Не в лучшем положении и эта школа. Уже давно университеты стали у нас очагами хронически повторяющихся волнений, которые делаются все интенсивнее и интенсивнее. Учиться некогда: едва откроется университет после летних каникул, как уже начинаются подготовления к беспорядкам, а там наступают и самые беспорядки. Небольшой отдых во время рождественских праздников, каникул — и опять повторяется то же. Можно подумать, что в русские университеты поступают не для учения, а для волнений.
ГРАМОТНОСТЬ
Русская грамматика есть искусство говорить, как никто не говорит, и писать, как никто не пишет.
За редкими исключениями, грамотные люди наши мало умны, а умные люди — мало грамотны.
Немногие даже и между грамотными умеют читать. Есть такие читатели, которые от себя причитывают к прочитанному, так что часто эти причитывающиеся проценты превышают самые капиталы.
Грамотность по себе не есть просвещение, а только средство к достижению его; если же она употреблена будет не на это, а на другое дело, то она вредна… Не думаю, чтобы следовало принимать какие-либо меры для лишения народа грамотности, но может быть не для чего в настоящую пору слишком старательно распространять ее, заботиться об ней исключительно, видеть в ней одно благо и спасение… Сделав человека грамотеем, вы возбудили в нем потребности, коих не удовлетворяете ничем и покидаете его на распутье. Два ближайшие к народу сословия, к сожалению грамотные, подают этому гибельный пример.
В некоторых захолустных раскольничьих сектах грамотность в течение веков не дала ни искорки света, а послужила только к самому странному искажению истины и к извращению нравственности.
Мы разумеем под грамотностью не одно умение читать и писать, а воспитание в страхе Божьем, по коренным русским началам. Трактирное, лавочное, лакейское умение читать и писать не приносит никакой пользы, а разве вред.
Точно будто наш народ читает что-нибудь, — есть ему время.
НАУКА[55]
Наука в России не в авантаже обретается.
Ваш университет совершенно безжизненное тело, и о движении его и догадываешься только, когда идешь мимо и видишь сквозь окна, как профессора и жены их переворачивают на солнце большие бутылки с наливками.
Долгое еще время будут непонятны в России и несообразны с нашим духом чрезвычайно отвлеченные умствования новых немецких философов. Состояние русского общества не таково, чтобы членам оного можно было погружаться в хаос мыслей, иногда исполинских, часто остроумных, но бесплодных в приложении. Нам нужны предметы, так сказать, осязательные[56]
.Разве в русском обществе наука и ум до последнего времени были в чести?.. Разве наша наука не была у нас жалким пересаженным растением?

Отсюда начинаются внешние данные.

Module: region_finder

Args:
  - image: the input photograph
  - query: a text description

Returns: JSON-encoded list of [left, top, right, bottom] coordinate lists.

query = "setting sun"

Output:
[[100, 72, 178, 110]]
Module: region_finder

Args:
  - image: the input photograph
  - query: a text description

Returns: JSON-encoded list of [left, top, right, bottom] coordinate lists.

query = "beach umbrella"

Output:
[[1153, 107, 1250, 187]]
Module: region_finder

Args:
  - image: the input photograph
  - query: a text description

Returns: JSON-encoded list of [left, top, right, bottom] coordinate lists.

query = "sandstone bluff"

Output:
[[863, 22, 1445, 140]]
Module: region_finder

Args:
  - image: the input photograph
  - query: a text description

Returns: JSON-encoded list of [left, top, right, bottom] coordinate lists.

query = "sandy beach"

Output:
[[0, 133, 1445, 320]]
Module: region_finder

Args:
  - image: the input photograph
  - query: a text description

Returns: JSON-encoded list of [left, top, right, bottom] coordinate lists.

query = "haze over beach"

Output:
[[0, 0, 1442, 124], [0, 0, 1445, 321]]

Долго думал я, читая и беседуя об екатерининском времени, отчего тогда было такое обилие в примечательных людях по всем отраслям государственного управления… Никакой другой причины не нашел я важнее этой: у всех их была одна наука — Россия, этой науке учились, учились они от молодых ногтей, и за то узнавали ее превосходно, а мы учимся всем наукам, а к России обращаемся после всех, когда наступает время действовать, а не учиться!
В полтораста лет после Петра мы не убедились, что наука полезна. Какое разительное доказательство нашего варварства[57]

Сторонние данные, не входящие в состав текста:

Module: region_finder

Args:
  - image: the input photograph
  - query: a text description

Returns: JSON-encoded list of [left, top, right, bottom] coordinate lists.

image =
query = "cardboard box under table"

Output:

.У ученых поверхность такая нежная, такая щекотливая, вроде растения noli me tengere, что они беспрестанно или раздражаются, или раздражают, огорчают или огорчаются. Печальная принадлежность науки на известных ее степенях.
Мы отстали маленько, благодаря недобрым или неумным людям, да и не то что маленько, а коли правду сказать, так и глазом не дохватишь, насколько немцы от нас вперед по науке ушли.
Мы хотим внести оригинальное воззрение в науку: это очень хорошо, но прежде чем помышлять о внесении чего-либо в науку, не лучше ли внести к себе науку? Вместо нашествия на науку, может быть нежелательного ей, не лучше ли дать у себя место для развития того духа, который творит и зиждет науку.
Даже в мире наук, который обнимает все, наша история разобщена, ничего не объясняет, ничего не доказывает… Чтобы обратить на себя внимание, мы должны были распространиться от Берингова пролива до Одера.
Много ли у нас самостоятельных трудов, которые были бы плодом глубокого исследования науки и носили бы на себе печать истинного творчества? В области самой науки я не заметил ни одного.
У нас не может быть науки, разъединенной с жизнью: это противно нашему характеру.